Limbaugh substitute host: Rush was right on prison abuse -- “this is like college; this is like fraternities”

Filling in for host Rush Limbaugh on the May 17 The Rush Limbaugh Show was Clear Channel radio host Roger Hedgecock -- former mayor of San Diego and current host of The Roger Hedgecock Community Forum (a daily radio program that reaches nearly half a million listeners in southern California each week on the Clear Channel Communications-owned radio station Newsradio 600 KOGO in San Diego). As guest host on May 17, Hedgecock approvingly echoed Limbaugh's May 4 comment comparing the abuse of Iraqi prisoners by U.S. guards to a college fraternity prank. Hedgecock told a caller that he doesn't “think we're gonna have to wait too long before Lynndie England [the Army Private First Class who appeared in several of the abuse photos] has her own spread in Playboy magazine... 'The Women of Abu Ghraib.'”

From the May 17 Rush Limbaugh Show:

HEDGECOCK: I don't think we're gonna have to wait too long before Lynndie England -- the uh, the Satellite Dish herself -- has her own spread in Playboy magazine -- you know, “The Women of Abu Ghraib.” You can just see it coming, can't you?

CALLER: No, I really can't.

HEDGECOCK: Oh, I can, Debbie. Thanks for the call.

[...]

HEDGECOCK: Yeah, this is unbelievable. ... Private First Class Lynndie England explaining the mystery of why the soldiers at Abu Ghraib took pictures. She said, “We thought it looked funny.” I mean the more -- you know, I know this was the first day or two, I guess, that Rush was getting into this -- the more I think about it, the more he was right the first time. He said, “This is like -- this is like a, a, uh, a prank; this is like college; this is like fraternities; this is -- this is just these people.
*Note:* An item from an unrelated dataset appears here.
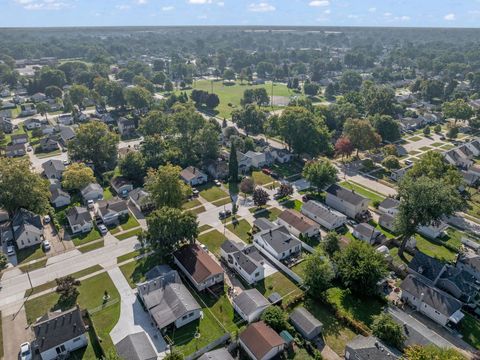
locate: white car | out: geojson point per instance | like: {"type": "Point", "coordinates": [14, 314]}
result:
{"type": "Point", "coordinates": [25, 351]}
This is how they were raised.”

Hedgecock posted on his website (which is copyright 2004 Clear Channel Communications) “the entire audio/video of the beheading of [American civilian] Nick Berg.” Hedgecock explains, “We want to show what the rest of the leftist media will not.”

According to a September 28, 2003, article in The Sacramento Bee, Hedgecock was “convicted in the 1980s of conspiracy and 12 counts of perjury over failure to report more than $350,000 in campaign contributions.” He was “forced to resign as mayor in December 1985 after his felony conviction,” the Bee reported, although the “California Supreme Court reversed the perjury convictions in 1990, and Hedgecock eventually reached a plea agreement with the District Attorney's Office in the conspiracy case. He reportedly paid a fine, and the conviction was reduced to a misdemeanor and dismissed.”